Along the way, he set the Sea Eagles' records for single season scoring (257 points in 1995 from 11 tries, 106 goals and 1 field goal), and points in a match – 30 points (2 tries, 11 goals) against Western Suburbs in 1996.

Ridge spent the 1997 Super League season as captain of the Warriors, though injuries kept him to just 9 games.

In 1998 he wrote an autobiography with Angus Gillies, Take No Prisoners, published by Hodder Moa Beckett. He continued as captain of the Warriors in the 1998 NRL season and he captained New Zealand, kicking 3 goals in their victory over Australia in the 1998 ANZAC Test. Ridge retained the Warriors' captaincy for the first half of their 1999 season. However, in the 1999 season he was sent off and suspended three times, missing twelve weeks, and he retired after the season.

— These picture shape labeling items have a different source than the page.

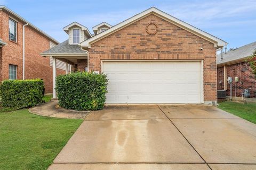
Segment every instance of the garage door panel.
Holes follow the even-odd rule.
[[[198,103],[200,62],[103,62],[107,103]]]

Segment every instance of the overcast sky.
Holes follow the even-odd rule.
[[[14,1],[6,5],[60,42],[68,39],[62,28],[77,21],[91,28],[111,25],[151,6],[238,47],[256,41],[256,1]]]

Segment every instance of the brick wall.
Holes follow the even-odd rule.
[[[220,83],[221,82],[221,83]],[[224,90],[224,67],[217,68],[217,89]]]
[[[242,97],[244,89],[251,88],[251,97],[256,98],[256,79],[252,73],[252,70],[249,65],[242,62],[227,66],[227,77],[231,76],[233,79],[232,84],[232,96],[235,96],[235,86],[236,84],[236,96]],[[235,77],[239,78],[239,82],[235,82]],[[227,85],[227,95],[230,95],[230,86]]]
[[[2,80],[3,80],[3,75],[2,73],[2,59],[3,59],[3,56],[2,56],[2,47],[0,47],[0,82],[2,81]]]
[[[77,71],[85,71],[85,67],[87,67],[87,59],[78,59],[77,60]]]
[[[15,19],[13,16],[13,18]],[[17,42],[9,40],[9,18],[4,11],[0,11],[0,38],[7,45],[3,47],[2,80],[9,79],[9,65],[17,65],[17,79],[22,79],[22,26],[25,23],[17,19]],[[25,27],[25,79],[39,78],[44,80],[46,92],[52,92],[52,67],[50,58],[40,53],[50,48],[50,40],[29,26]],[[58,74],[65,71],[58,70]]]
[[[158,27],[155,35],[146,31],[147,25],[152,22]],[[90,70],[99,71],[102,60],[203,60],[204,100],[216,100],[216,51],[213,44],[155,15],[92,44],[89,56]]]

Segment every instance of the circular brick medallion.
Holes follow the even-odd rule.
[[[155,22],[150,22],[146,27],[146,31],[150,35],[154,35],[158,31],[158,27]]]

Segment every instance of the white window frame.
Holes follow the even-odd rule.
[[[15,79],[10,79],[10,66],[14,66],[15,67]],[[9,74],[9,80],[17,80],[17,66],[16,65],[14,65],[14,64],[9,64],[9,68],[8,68],[8,74]],[[14,71],[14,70],[13,70],[12,71]]]
[[[15,23],[15,41],[13,41],[13,40],[11,40],[10,38],[10,21],[11,21],[12,22],[13,22],[14,23]],[[17,21],[15,21],[14,20],[9,18],[9,19],[8,20],[8,28],[9,28],[9,32],[8,32],[8,36],[9,36],[9,40],[10,41],[13,41],[13,42],[17,42],[17,40],[18,40],[18,32],[17,32],[17,27],[18,27],[18,22]]]
[[[78,42],[74,42],[74,30],[78,30]],[[76,37],[77,37],[77,36],[76,36]],[[80,29],[78,29],[78,28],[74,28],[72,30],[72,44],[78,44],[79,43],[80,43],[80,37],[81,37],[81,32],[80,32]]]

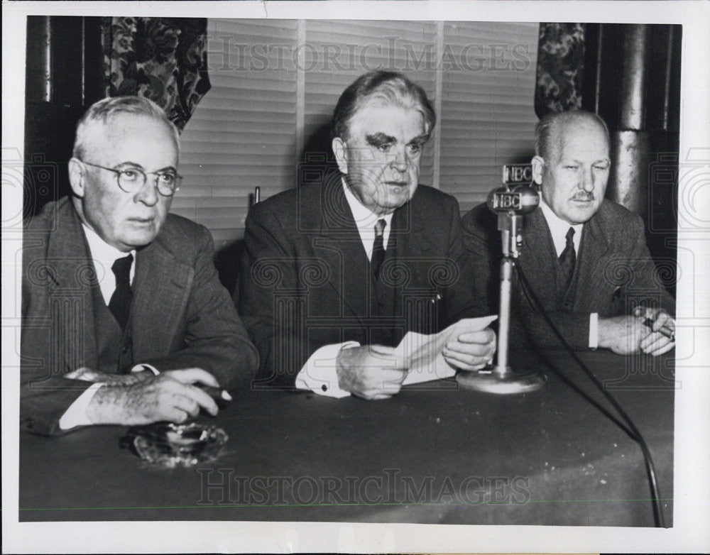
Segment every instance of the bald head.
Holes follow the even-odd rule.
[[[604,136],[607,148],[609,131],[604,120],[592,112],[584,110],[552,112],[541,119],[535,128],[535,153],[545,160],[559,155],[566,130],[589,129]]]
[[[542,200],[572,225],[591,218],[609,177],[609,133],[604,120],[577,111],[546,116],[535,128],[532,179]]]

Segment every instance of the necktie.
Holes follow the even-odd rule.
[[[131,291],[131,263],[133,263],[133,255],[129,254],[123,258],[116,259],[114,265],[111,267],[116,276],[116,290],[109,301],[109,309],[121,329],[126,329],[126,324],[128,324],[131,300],[133,297]]]
[[[387,222],[384,220],[378,220],[375,224],[375,242],[372,246],[372,257],[370,259],[370,267],[375,280],[380,277],[380,267],[385,259],[384,236],[386,225]]]
[[[562,270],[562,285],[567,290],[569,287],[569,282],[572,279],[572,273],[574,272],[574,263],[577,261],[577,254],[574,252],[574,243],[572,238],[574,236],[574,228],[569,228],[567,234],[564,236],[567,242],[564,244],[564,250],[559,255],[559,268]]]

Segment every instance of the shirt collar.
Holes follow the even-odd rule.
[[[89,243],[89,250],[91,251],[91,258],[92,260],[102,263],[110,262],[111,264],[109,264],[109,268],[111,268],[115,260],[129,255],[129,253],[119,251],[116,247],[104,241],[99,236],[99,234],[96,231],[89,228],[86,224],[82,222],[82,227],[84,228],[84,234],[86,235],[87,243]],[[130,254],[133,255],[133,259],[136,258],[135,251],[131,251]]]
[[[540,207],[542,211],[542,215],[547,222],[547,227],[552,235],[552,241],[555,243],[555,249],[557,251],[557,256],[562,253],[567,243],[566,236],[569,228],[574,230],[574,236],[572,237],[572,243],[574,244],[574,251],[579,252],[579,243],[581,241],[581,230],[584,226],[584,224],[576,224],[574,226],[569,221],[565,221],[556,214],[552,209],[550,207],[542,196],[540,198]]]
[[[375,214],[358,200],[357,197],[353,194],[353,192],[350,190],[350,187],[348,187],[344,177],[342,178],[342,182],[343,190],[345,192],[345,199],[347,200],[350,210],[353,213],[353,218],[355,219],[355,225],[357,226],[358,230],[361,233],[366,231],[374,233],[375,224],[378,220],[383,219],[387,222],[387,226],[385,228],[385,235],[386,236],[387,231],[390,229],[390,224],[392,223],[392,215],[394,212],[381,215]]]

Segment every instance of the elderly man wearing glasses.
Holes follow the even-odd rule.
[[[258,355],[202,226],[168,214],[178,136],[146,99],[104,99],[77,127],[70,197],[26,223],[21,427],[180,422],[216,414]]]

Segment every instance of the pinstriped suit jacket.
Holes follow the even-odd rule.
[[[464,241],[479,287],[486,291],[488,310],[498,310],[501,256],[496,216],[485,204],[462,219]],[[640,217],[605,199],[582,230],[579,252],[567,294],[559,294],[557,256],[550,229],[540,209],[525,217],[518,265],[525,273],[547,314],[575,348],[589,347],[589,314],[600,317],[630,314],[638,304],[674,314],[675,301],[664,287],[674,275],[675,263],[662,260],[660,273],[651,259]],[[523,336],[540,346],[557,346],[548,330],[516,283],[513,307],[517,317],[511,344],[524,345]],[[517,322],[515,321],[517,320]]]
[[[407,331],[483,315],[454,197],[420,185],[395,211],[376,284],[339,175],[330,177],[260,202],[246,219],[239,313],[271,385],[292,386],[324,345],[396,345]]]
[[[90,385],[64,374],[82,366],[127,369],[97,366],[94,303],[102,297],[68,198],[26,224],[22,268],[21,427],[50,434]],[[230,389],[253,376],[258,356],[217,278],[204,227],[168,215],[155,241],[136,253],[132,288],[134,363],[202,368]]]

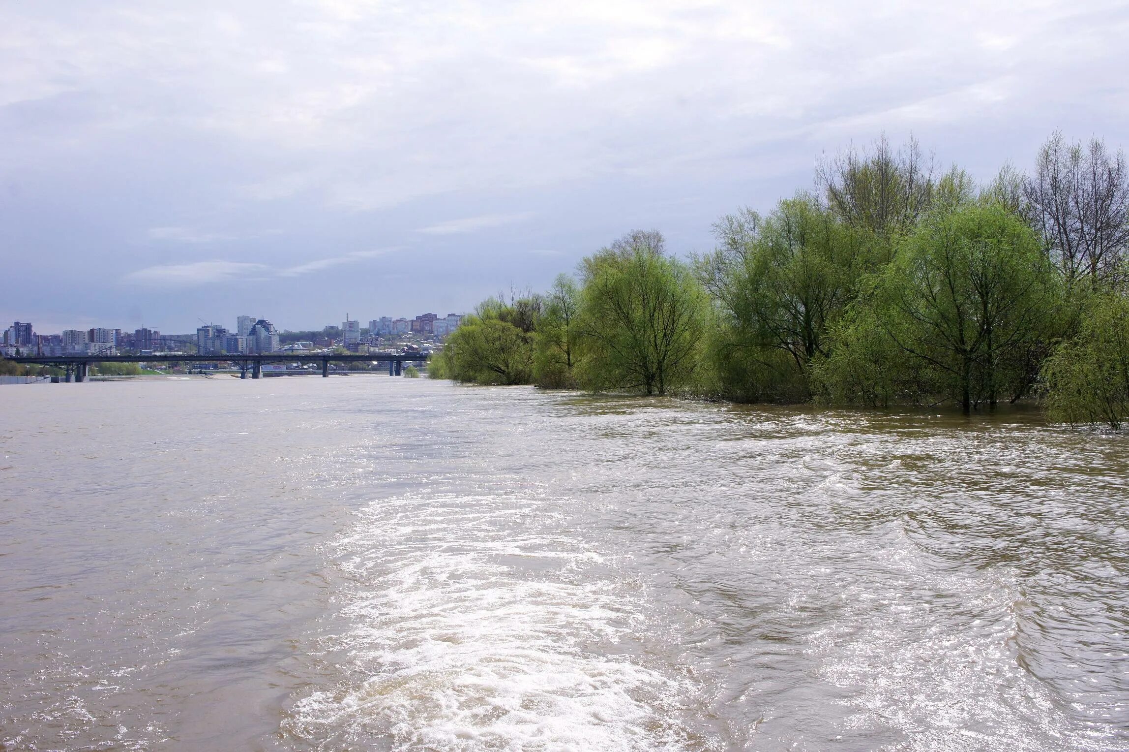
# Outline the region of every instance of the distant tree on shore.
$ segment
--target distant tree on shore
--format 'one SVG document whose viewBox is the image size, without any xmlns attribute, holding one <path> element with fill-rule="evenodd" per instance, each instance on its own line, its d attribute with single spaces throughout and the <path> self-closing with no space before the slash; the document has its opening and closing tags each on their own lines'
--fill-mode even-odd
<svg viewBox="0 0 1129 752">
<path fill-rule="evenodd" d="M 1129 167 L 1053 133 L 977 186 L 910 139 L 823 160 L 817 192 L 723 217 L 686 263 L 630 233 L 544 296 L 500 296 L 434 376 L 965 412 L 1031 394 L 1129 418 Z"/>
</svg>

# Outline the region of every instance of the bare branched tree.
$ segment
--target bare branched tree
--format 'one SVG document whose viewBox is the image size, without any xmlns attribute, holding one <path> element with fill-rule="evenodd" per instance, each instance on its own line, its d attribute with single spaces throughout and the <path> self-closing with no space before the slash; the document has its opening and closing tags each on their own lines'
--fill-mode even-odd
<svg viewBox="0 0 1129 752">
<path fill-rule="evenodd" d="M 1085 148 L 1056 131 L 1024 184 L 1030 219 L 1068 282 L 1114 281 L 1129 246 L 1129 168 L 1094 139 Z"/>
<path fill-rule="evenodd" d="M 878 235 L 908 230 L 931 203 L 934 157 L 911 135 L 894 151 L 885 134 L 869 150 L 854 148 L 816 168 L 828 208 L 848 225 Z"/>
</svg>

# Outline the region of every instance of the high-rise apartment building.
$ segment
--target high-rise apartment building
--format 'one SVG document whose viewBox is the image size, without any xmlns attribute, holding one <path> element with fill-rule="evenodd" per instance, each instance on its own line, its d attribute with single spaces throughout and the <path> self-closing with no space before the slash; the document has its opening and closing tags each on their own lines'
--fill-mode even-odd
<svg viewBox="0 0 1129 752">
<path fill-rule="evenodd" d="M 347 348 L 360 342 L 360 322 L 349 321 L 349 314 L 345 314 L 345 320 L 341 322 L 341 339 Z"/>
<path fill-rule="evenodd" d="M 211 355 L 224 352 L 227 344 L 227 330 L 216 324 L 208 324 L 196 330 L 196 352 Z"/>
<path fill-rule="evenodd" d="M 133 347 L 138 350 L 156 350 L 160 332 L 151 329 L 139 329 L 133 332 Z"/>
<path fill-rule="evenodd" d="M 88 329 L 86 340 L 98 344 L 117 344 L 117 332 L 113 329 Z"/>
<path fill-rule="evenodd" d="M 280 346 L 278 330 L 265 318 L 255 322 L 247 332 L 247 341 L 248 352 L 274 352 Z"/>
<path fill-rule="evenodd" d="M 63 330 L 63 355 L 86 355 L 86 343 L 90 341 L 87 332 L 78 329 Z"/>
<path fill-rule="evenodd" d="M 32 324 L 29 322 L 17 321 L 11 325 L 11 327 L 16 330 L 15 331 L 16 341 L 12 342 L 11 344 L 24 346 L 24 344 L 35 343 L 35 336 L 32 333 Z"/>
</svg>

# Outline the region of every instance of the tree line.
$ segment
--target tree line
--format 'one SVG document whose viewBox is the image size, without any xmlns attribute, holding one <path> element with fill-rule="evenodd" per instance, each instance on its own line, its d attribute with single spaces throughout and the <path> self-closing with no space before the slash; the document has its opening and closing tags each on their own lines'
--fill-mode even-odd
<svg viewBox="0 0 1129 752">
<path fill-rule="evenodd" d="M 654 230 L 544 294 L 484 300 L 434 376 L 741 402 L 959 406 L 1038 397 L 1129 417 L 1129 173 L 1052 134 L 988 184 L 884 137 L 816 187 L 714 225 L 680 259 Z"/>
</svg>

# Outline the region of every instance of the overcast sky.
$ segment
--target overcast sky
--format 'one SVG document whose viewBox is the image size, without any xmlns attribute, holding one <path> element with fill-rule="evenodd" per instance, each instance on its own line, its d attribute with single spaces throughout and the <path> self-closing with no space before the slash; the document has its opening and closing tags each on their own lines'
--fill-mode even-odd
<svg viewBox="0 0 1129 752">
<path fill-rule="evenodd" d="M 1129 146 L 1127 44 L 1123 1 L 0 0 L 0 322 L 463 312 L 883 131 Z"/>
</svg>

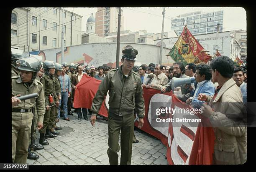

In total he scored 238 points in 37 first grade games for the New Zealand Warriors between 1997 and his retirement in 1999 (8 tries, 103 goals). At the time of his retirement he was the all-time top scorer in international matches for the New Zealand national rugby league team with 168 points (6 tries, 71 goals) from 25 test appearances.

==Post-playing career==
In 2002, Matthew Ridge was chosen to host the original New Zealand version of television game show The Chair which first broadcast on ABC in January 2002 in the United States hosted by former tennis champion John McEnroe.

Ridge later became a television presenter, working with his partner Marc Ellis in various sports-related shows like 'Game of Two Halves', and 'Marc & Matthew's Rocky Road to ...'. In 2021 he presented a TV series Designing Dreams on six New Zealand architects: Roger Walker, Pip Cheshire, Julie Stout, Nicholas Dalton, Anna Maria Chin and Michael O'Sullivan.

He was involved in a car accident in 2009, fracturing his pelvis and hip.

==Personal life==
Ridge's first wife was Sally Ridge, an interior designer and television presenter for TVNZ's Homefront. In November 2010, Ridge and his then-partner Carly Binding had a son, London Luca Ridge. In December 2017, Ridge and his second wife Chloe Alexa Liggins also had a son.